Vertu is for people who want to show off, say an arab oil baron, he has plenty of money, he is not intelligent enough to invest it as he didn't earn it via hard work , he won't give it away, he has no idea how to spend it, so, what do you do with that cash, you buy a gold plated veyron and never drive it, or get avertu 

PS: Its damn ugly: 





> Besides a face that only a mother can love


----------



## Ronnie11 (Feb 15, 2013)

i think its a good investment for those who want to get rid of black money...


----------



## sumit_anand (Feb 15, 2013)

Come on man...I can get 4 Tata Nano....One Apple Ipad and a Samsung galaxy s3 in it.......


----------



## mastervk (Feb 15, 2013)

sumit_anand said:


> Come on man...I can get 4 Tata Nano....One Apple Ipad and a Samsung galaxy s3 in it.......


People who buys such phone already have Ferrari and BMW so they don't need tata nano what they want is gold covered commode


----------



## Sudh4r (Feb 15, 2013)

Okay definitely not for me.


----------



## gameranand (Feb 15, 2013)

Sudh4r said:


> Okay definitely not for me.



AFAIK not for anyone in this forum.


----------



## furious_gamer (Feb 15, 2013)

^^ I have seen a Kollywood music director own a Vertu phone a year ago in Chennai(in a pub or some party i guess).
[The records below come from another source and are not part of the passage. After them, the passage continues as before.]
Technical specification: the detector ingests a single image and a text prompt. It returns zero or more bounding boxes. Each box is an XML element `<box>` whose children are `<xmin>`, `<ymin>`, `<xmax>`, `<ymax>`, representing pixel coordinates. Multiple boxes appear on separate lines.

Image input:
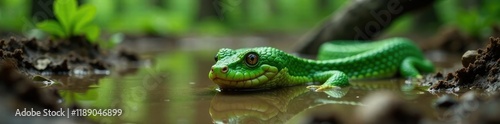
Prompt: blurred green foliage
<box><xmin>0</xmin><ymin>0</ymin><xmax>346</xmax><ymax>36</ymax></box>
<box><xmin>36</xmin><ymin>0</ymin><xmax>99</xmax><ymax>41</ymax></box>
<box><xmin>0</xmin><ymin>0</ymin><xmax>500</xmax><ymax>36</ymax></box>
<box><xmin>0</xmin><ymin>0</ymin><xmax>29</xmax><ymax>32</ymax></box>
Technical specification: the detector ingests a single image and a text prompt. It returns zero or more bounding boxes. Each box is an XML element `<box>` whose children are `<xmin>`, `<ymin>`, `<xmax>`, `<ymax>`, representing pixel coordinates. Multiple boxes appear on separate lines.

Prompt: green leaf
<box><xmin>72</xmin><ymin>4</ymin><xmax>96</xmax><ymax>32</ymax></box>
<box><xmin>79</xmin><ymin>25</ymin><xmax>99</xmax><ymax>42</ymax></box>
<box><xmin>54</xmin><ymin>0</ymin><xmax>77</xmax><ymax>35</ymax></box>
<box><xmin>36</xmin><ymin>20</ymin><xmax>67</xmax><ymax>38</ymax></box>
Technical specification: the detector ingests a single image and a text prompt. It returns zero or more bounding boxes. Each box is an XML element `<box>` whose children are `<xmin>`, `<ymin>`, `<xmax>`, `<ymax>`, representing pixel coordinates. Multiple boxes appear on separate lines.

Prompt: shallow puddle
<box><xmin>50</xmin><ymin>51</ymin><xmax>470</xmax><ymax>123</ymax></box>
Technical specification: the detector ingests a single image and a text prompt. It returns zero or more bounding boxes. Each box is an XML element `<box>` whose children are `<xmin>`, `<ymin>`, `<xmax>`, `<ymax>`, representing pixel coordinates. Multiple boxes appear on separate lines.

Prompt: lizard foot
<box><xmin>306</xmin><ymin>85</ymin><xmax>341</xmax><ymax>92</ymax></box>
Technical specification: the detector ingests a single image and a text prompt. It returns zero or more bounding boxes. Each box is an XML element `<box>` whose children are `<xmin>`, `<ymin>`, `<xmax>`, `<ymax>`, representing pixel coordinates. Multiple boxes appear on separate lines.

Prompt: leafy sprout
<box><xmin>36</xmin><ymin>0</ymin><xmax>99</xmax><ymax>42</ymax></box>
It's studded with diamonds.


----------



## Zangetsu (Feb 15, 2013)

Ah...nothing compared to gold plated diamond iphone special edition..


----------



## NVIDIAGeek (Feb 15, 2013)

furious_gamer said:


> ^^ I have seen a Kollywood music director own a Vertu phone a year ago in Chennai(in a pub or some party i guess). It's studded with diamonds.



Our politicians can easily own these. Rs 5.8 lakh? Psst... piece of cake.


----------



## Zangetsu (Feb 15, 2013)

check this out 
Four uber-expensive smartphones to compete with the $10,000 Vertu Ti


----------



## tkin (Feb 15, 2013)

NVIDIAGeek said:


> Our politicians can easily own these. Rs 5.8 lakh? Psst... piece of cake.


More like pocket change


----------



## d6bmg (Feb 16, 2013)

Ronnie11 said:


> do people actually buy this piece of crap??!!



Firstly it's not a crap. It is good, but definitely not that good to spend this much amount of money in it. But you never know the thinking of some rich kid.


----------



## Anish (Feb 16, 2013)

Finally, nokia touched android


----------



## RCuber (Feb 16, 2013)

^^ Vertu is no longer owned by Nokia


----------



## harshilsharma63 (Feb 16, 2013)

Will the local goldsmith buy it if I sell it?


----------



## tkin (Feb 16, 2013)

harshilsharma63 said:


> Will the local goldsmith buy it if I sell it?


It doesn't have enough material to cost 6 lakhs, its just the brand name.


----------